Additional collaborators on the project include Ron Stewart, associate director of bioinformatics in regenerative biology at the Morgridge Institute for Research, and Michael Schwartz, an assistant scientist in biomedical engineering with the College of Engineering.
The initial two-year federal grant is expected to support the collaborative work of more than 10 scientists, postdoctoral researchers and graduate students. Full funding over the period is contingent upon achieving a series of technical milestones. If the project proceeds as planned, the team may qualify for additional funding over five years to continue further development and testing.
“This project brings together stem cell biologists at the Morgridge Institute with top researchers in UW–Madison's departments of biomedical engineering and biostatistics and medical informatics to address an interdisciplinary problem that greatly impacts human health,” says Thomson, who also serves as the John D. MacArthur professor at the School of Medicine and Public Health. “This is precisely the type of interaction Morgridge was created to catalyze.”
About the National Center for Advancing Translational Sciences and National Institutes of Health
The National Center for Advancing Translational Sciences aims to catalyze the development, testing and implementation of diagnostics and therapeutics to address a wide range of human diseases and conditions. By improving the development process for diagnostics and therapeutics, the center strives to make translational science more efficient, less expensive and less risky. Visit ncats.nih.gov to learn more.

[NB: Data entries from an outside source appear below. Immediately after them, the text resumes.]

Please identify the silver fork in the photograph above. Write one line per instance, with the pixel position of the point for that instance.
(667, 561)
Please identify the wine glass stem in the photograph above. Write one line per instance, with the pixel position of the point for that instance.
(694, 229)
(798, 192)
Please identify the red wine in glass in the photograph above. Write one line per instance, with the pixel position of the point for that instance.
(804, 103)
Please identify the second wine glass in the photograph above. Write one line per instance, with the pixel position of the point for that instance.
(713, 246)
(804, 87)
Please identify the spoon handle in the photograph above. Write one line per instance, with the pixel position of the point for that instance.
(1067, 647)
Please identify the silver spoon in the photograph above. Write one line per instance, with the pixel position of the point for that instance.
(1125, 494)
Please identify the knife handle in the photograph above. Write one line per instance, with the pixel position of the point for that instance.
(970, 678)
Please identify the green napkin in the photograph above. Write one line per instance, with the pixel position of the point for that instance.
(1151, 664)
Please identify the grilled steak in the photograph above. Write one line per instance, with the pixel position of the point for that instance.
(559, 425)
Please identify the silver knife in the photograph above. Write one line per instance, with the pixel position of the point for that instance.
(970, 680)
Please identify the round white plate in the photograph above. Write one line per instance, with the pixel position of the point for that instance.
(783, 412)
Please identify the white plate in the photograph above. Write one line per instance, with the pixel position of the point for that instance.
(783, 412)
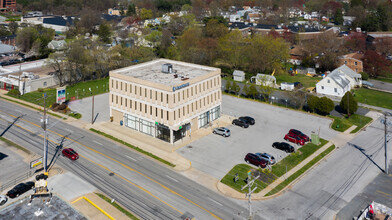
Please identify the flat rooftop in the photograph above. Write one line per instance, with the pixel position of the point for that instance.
(152, 71)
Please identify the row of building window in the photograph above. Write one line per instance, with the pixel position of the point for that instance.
(153, 111)
(179, 96)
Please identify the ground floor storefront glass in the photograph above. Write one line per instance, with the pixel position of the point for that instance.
(208, 116)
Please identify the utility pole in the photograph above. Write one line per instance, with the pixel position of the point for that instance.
(45, 137)
(385, 142)
(250, 191)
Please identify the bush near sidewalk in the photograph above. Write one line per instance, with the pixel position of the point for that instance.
(300, 171)
(342, 124)
(133, 147)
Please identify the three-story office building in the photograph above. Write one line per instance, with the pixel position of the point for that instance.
(165, 99)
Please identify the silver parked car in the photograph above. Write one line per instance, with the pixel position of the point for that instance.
(222, 131)
(271, 159)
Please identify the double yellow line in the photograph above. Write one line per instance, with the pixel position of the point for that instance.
(129, 168)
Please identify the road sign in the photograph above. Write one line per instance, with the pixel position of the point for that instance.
(35, 162)
(60, 95)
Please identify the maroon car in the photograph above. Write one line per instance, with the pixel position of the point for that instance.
(256, 160)
(70, 153)
(294, 139)
(299, 134)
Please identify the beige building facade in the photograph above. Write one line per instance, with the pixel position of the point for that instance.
(165, 99)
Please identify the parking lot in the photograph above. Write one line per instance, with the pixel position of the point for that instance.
(216, 155)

The National Institutes of Health, the nation’s medical research agency, includes 27 institutes and centers and is part of the U.S. Department of Health and Human Services. NIH is the primary federal agency conducting and supporting basic, clinical and translational medical research and is investigating the causes, treatments and cures for both common and rare diseases.
Note: The project announced Tuesday is supported by the National Center for Advancing Translational Sciences of the National Institutes of Health under award number UH2TR000506. The above content is solely the responsibility of the authors and does not necessarily represent the official views of the National Institutes of Health.